In May 2010, sixty years will have passed since the most infamous show
trial of Communist Czechoslovakia, in which four people were sentenced
to death, including JUDr. Milada Horáková, whose execution has become
the symbol of totalitarian terror.
The exhibition The Trial, which is the second site-specific project created for the upper tower gallery, concentrates on the show trials of the 1950s. The work adopts the method of appropriation that reuses certain, most often commercial, objects or images and changes their context and meaning. The Trial’s subject, however, is not advertising or popular culture, but rather political propaganda, notably the covers of the trial proceedings published in conjunction with the three largest show trials organized by the Czechoslovak Communist regime under the guidance of Soviet advisors in 1950 and 1952. .
The “Trial of the Leadership of the Seditious Plot Against the Republic:
Horáková and Associates” took place in Prague from May 5 to June 8,
1951, and focused on the officials of the Czechoslovak National
Socialist Party.
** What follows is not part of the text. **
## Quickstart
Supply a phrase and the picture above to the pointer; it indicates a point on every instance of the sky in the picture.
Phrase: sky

It was followed by the “Trial of the Vatican Agents in
Czechoslovakia: Bishop Zela and Associates”, which was carried out from
November 27 to December 2, 1950. The show trials in Czechoslovakia
culminated in the “Trial of the Anti-State Conspiracy Center Headed by
Rudolf Slánský” in November 1952. It was a purge of high-ranking
Communist officials, of which eleven were executed.
While the work’s size and medium simulates the genre of monumental
painting, its authors want to remain anonymous, invoking the anonymity
of the original covers’ designers and the undisclosed nature of
propaganda on one hand and questioning the notions of authorship and
originality on the other. By extension, The Trial forces the viewer to think about other basic concepts, such as fact and fiction, ethics and aesthetics, art and life. The Trial thus seems to be an ideal complement to the Malík urvi II exhibition of the group Pode Bal located in the galleries below.